Worsening the problem, some people use recycling bins incorrectly, and they fill them with waste that cannot be recycled, said Stephen Robbins, a route supervisor for Fayetteville’s Recycling and Trash Collection Division.
Fayetteville offers recycling containers called battleships in parking lots and open spaces that cars can pull up to, with different slots for different materials, Robbins said. Apartment complexes often use these containers, and Robbins thinks the price is not too steep, he said.
People who live in the Champion’s Club apartment complex, located on Razorback Road, do not have access to on-site recycling because of the service’s cost, said Courtney King, property manager of Champion’s Club.
“We have looked into it in the past, and through the city, it is a very large cost,” King said.
One 30-cubic-yard recycling container costs $1 for every apartment unit in a complex. This cost includes the setup and collection of the waste in the container, said Andrew Cook, a commercial representative for Fayetteville’s Recycling and Trash Collection Division.
Beginning April 22, Fayetteville will provide free recycling bins to apartments as long as the complex purchases a collection unit, Cook said.
Varsity House apartment complex residents do not have access to an on-site recycling resources. Management officials are in the process of getting a recycling drop-off unit for the apartments, said Emily Young, a leasing manager at Varsity House.
“It had been something that was on our minds for quite a while, and we started doing resident polls a few months ago,” Young said. “Residents were overwhelmingly interested.”
People who live in apartments at the Vue on Stadium Drive do not have an on-site recycling drop off because of the space the container requires, said Grier Blaylock, assistant property manager at the Vue.
“At this moment, we don’t have a good location for (the container),” Blaylock said. “We don’t want to jeopardize any resident parking spaces to accommodate it.”
The Vue’s management is looking into alternate recycling resources to provide its tenants, Blaylock said, but they do not have anything specific planned.
Management officials from the Cardinal apartment complex and Atmosphere apartment complex declined to comment on the recycling resources they offer.
Sophomore Josh Buercklin, who is majoring in poultry science, lives in a Hawg Rent apartment complex on Martin Luther King Jr.

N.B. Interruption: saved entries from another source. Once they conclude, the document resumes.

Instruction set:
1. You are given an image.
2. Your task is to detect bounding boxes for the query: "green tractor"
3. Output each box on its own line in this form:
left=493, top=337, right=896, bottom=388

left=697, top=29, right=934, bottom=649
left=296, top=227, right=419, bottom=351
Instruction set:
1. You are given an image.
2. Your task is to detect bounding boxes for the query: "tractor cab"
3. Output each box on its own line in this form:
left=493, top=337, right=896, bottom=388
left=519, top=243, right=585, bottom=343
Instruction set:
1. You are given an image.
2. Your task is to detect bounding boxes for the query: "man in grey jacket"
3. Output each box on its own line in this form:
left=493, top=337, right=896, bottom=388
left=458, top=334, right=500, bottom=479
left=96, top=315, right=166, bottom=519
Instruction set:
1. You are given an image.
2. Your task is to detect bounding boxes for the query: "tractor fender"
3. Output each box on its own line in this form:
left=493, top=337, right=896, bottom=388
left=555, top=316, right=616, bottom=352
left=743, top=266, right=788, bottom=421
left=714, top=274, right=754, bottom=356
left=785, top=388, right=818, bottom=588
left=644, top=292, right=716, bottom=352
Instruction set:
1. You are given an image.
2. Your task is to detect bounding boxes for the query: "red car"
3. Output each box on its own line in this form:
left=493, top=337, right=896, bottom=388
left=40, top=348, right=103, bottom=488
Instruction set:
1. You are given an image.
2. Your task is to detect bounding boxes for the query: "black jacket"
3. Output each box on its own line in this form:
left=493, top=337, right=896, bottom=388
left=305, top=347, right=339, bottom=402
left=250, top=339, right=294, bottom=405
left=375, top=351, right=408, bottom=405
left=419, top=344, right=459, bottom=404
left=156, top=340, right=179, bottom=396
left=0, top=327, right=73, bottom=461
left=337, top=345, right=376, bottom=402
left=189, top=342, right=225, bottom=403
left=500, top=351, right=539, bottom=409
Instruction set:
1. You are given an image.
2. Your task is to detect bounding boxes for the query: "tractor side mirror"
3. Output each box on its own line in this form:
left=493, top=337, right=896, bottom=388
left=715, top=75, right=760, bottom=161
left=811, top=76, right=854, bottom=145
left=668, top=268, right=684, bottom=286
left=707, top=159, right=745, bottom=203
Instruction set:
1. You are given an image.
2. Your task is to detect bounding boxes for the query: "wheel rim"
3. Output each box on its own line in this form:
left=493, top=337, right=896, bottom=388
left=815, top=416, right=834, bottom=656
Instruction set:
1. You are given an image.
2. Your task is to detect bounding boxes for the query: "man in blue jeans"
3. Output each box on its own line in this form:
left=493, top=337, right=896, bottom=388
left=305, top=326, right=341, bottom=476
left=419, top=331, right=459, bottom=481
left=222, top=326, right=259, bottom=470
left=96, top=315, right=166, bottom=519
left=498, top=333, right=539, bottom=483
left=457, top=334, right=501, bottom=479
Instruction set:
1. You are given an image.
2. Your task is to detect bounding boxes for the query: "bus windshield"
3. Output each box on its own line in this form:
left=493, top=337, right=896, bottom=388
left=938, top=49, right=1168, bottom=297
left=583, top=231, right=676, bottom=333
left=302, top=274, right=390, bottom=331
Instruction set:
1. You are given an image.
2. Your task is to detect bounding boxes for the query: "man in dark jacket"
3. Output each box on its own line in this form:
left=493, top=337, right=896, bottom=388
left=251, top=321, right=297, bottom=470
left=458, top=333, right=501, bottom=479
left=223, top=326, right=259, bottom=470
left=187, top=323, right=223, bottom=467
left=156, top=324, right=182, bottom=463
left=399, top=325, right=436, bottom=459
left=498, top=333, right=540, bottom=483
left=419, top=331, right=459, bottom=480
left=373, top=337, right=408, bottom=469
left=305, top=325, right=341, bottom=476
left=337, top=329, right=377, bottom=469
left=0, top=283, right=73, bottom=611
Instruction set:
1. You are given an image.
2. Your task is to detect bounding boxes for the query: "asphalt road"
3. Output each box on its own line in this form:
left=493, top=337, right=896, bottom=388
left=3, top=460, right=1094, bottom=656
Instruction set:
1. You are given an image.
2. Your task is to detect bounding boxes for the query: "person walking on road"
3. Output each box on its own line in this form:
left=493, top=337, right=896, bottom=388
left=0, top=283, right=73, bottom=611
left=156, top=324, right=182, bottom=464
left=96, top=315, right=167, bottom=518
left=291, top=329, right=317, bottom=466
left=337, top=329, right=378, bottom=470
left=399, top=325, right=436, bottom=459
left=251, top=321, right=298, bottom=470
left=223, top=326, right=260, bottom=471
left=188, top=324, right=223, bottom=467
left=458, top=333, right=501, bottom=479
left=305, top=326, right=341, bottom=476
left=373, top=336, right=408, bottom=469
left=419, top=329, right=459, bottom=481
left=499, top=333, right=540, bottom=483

Boulevard. This apartment complex does not offer on-site recycling drop-off to its tenants, so the only way people who live there can recycle is to go to one of the public drop-off locations around Fayetteville.
Buercklin and his roommate only use the drop-off locations, which is located less than three miles from the apartment complex, once per semester. Other than this, Buercklin thinks recycling is not easily accessible to him, so he and his roommate do not do it often, he said.
“A couple of times, we have saved up all of our recyclables, and my roommate takes it to the drop-off,” Buercklin said.